Chiudo questa nota con una constatazione, se i lettori me lo permettono, abbastanza autosoddisfatta. Tempo fa, scrivendo sulla vicenda dei due Marò detenuti in India avevo sommessamente ricordato alcune cose: la prima è che non sono persone esenti da colpe; la seconda è che ogni azione di malafede e di forza (impossibile) da parte nostra, sarebbe stata una sciocchezza; la terza è che l’India, coi suoi difetti, è una democrazia con una tradizione giuridica di stampo britannico sulla quale non è del tutto folle fare affidamento. E concludevo difendendo nell’insieme l’operato dei nostri governi, da Monti a Letta e ora a Renzi, invitando, se non alla fiducia, almeno alla pazienza.
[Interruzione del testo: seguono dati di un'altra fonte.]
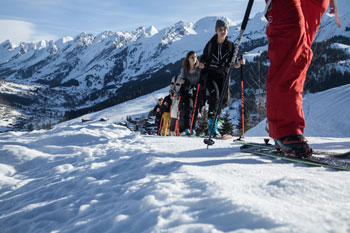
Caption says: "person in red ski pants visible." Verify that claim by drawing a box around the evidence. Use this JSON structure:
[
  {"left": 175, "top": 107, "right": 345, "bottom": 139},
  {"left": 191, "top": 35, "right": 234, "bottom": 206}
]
[{"left": 265, "top": 0, "right": 329, "bottom": 157}]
Queste poche considerazioni mi valsero a suo tempo un po’ di insulti. Non importa. Oggi mi pare che la situazione si stia chiarendo. Uno dei due Marò è in Italia e ci resterà, con l’assenso della Corte Suprema indiana. Il Governo italiano ha scelto la via dell’arbitrato internazionale (magari poteva farlo prima) e la stessa Corte Suprema l’ha accettata. Manca ancora una decisione del Governo indiano, ma la questione è ormai nella carreggiata – politica, morale e legale – giusta.